U.S. v. Jackson

Decision Date09 June 1994
Docket NumberNo. 93-1826,93-1826
Citation30 F.3d 199
PartiesUNITED STATES of America, Appellant, v. Michael JACKSON, Defendant, Appellee. . Heard
CourtU.S. Court of Appeals — First Circuit

Margaret E. Curran, Asst. U.S. Atty., with whom Edwin J. Gale, U.S. Atty., and Gerard B. Sullivan, Asst. U.S. Atty., were on brief, for U.S.

Before SELYA and CYR, Circuit Judges, and PETTINE, * Senior District Judge.

SELYA, Circuit Judge.

We chronicle today one more vignette that forms part of "the seemingly endless line of criminal appeals marching stolidly to the beat of the federal sentencing guidelines." United States v. Ocasio-Rivera, 991 F.2d 1, 2 (1st Cir.1993). Concluding, as we do, that the circumstances relied upon by the court below are insufficient to warrant a downward departure from the guideline sentencing range (GSR), we vacate the sentence previously imposed on defendant-appellee Michael Jackson and remand for sentencing.

I. BACKGROUND

On April 19, 1993, a jury convicted appellee of possessing cocaine with intent to distribute the drug, 21 U.S.C. Sec. 841(a)(1) (1988); being a felon in possession of a firearm, 18 U.S.C. Secs. 922(g) (1988); and using a firearm during and in relation to a drug trafficking crime, 18 U.S.C. Sec. 924(c) (1992). Since, these convictions formed the tail end of an extensive criminal record that included convictions for several crimes of violence, appellant qualified for enhancement of his sentence under 18 U.S.C. Sec. 924(e) (1988).

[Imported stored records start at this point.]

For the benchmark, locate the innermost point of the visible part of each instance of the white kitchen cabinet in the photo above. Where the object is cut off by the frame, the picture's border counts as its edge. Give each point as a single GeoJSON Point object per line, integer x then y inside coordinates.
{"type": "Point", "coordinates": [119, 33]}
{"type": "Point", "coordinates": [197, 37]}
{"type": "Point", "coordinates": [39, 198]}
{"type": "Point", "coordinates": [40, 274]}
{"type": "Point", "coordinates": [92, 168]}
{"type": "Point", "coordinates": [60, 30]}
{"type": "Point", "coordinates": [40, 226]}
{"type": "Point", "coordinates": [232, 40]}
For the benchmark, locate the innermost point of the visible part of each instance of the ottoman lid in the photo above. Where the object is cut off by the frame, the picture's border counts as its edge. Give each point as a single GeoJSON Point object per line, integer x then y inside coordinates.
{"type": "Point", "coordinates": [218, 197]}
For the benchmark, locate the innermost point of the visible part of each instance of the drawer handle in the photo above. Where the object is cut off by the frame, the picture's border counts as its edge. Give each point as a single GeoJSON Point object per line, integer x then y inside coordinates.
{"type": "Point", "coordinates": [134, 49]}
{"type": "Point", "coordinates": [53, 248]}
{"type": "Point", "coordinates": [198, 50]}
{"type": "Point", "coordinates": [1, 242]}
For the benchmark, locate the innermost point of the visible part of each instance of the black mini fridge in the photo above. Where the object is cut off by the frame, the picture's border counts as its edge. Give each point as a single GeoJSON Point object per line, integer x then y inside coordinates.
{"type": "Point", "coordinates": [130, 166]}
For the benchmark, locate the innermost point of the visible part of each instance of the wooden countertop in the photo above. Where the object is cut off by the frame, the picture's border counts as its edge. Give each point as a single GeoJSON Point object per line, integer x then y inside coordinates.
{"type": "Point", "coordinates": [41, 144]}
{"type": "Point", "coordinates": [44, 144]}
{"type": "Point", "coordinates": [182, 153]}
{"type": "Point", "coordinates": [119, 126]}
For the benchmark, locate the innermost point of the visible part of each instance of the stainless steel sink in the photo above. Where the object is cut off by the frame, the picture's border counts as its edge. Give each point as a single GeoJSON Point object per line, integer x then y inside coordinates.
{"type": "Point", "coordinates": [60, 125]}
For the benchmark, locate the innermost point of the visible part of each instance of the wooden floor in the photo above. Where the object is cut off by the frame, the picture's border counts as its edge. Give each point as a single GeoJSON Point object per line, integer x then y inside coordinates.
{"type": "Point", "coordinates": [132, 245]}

At the disposition hearing, the district court found appellee to be an armed career criminal within the meaning of U.S.S.G. Sec. 4B1.4(a) (Nov. 1992) (instructing that "[a] defendant who is subject to an enhanced sentence under the provisions of 18 U.S.C. Sec. 924(e)" is to be so regarded). Factoring in appellee's status as an armed career criminal and making other standard adjustments, the court calculated the GSR to be 262-327 months (offense level 34, criminal history category VI). In addition, the court determined that appellee qualified for a mandatory 5-year sentence anent the use of a firearm during and in relation to a drug trafficking crime--a sentence which, by law, had to be tacked onto whatever sentence the court imposed with respect to the Jackson's conviction under 21 U.S.C. Sec. 841(a)(1). See 18 U.S.C. Sec. 924(c). In short, the guidelines, departures aside, forecast a minimum prison term of 27 years.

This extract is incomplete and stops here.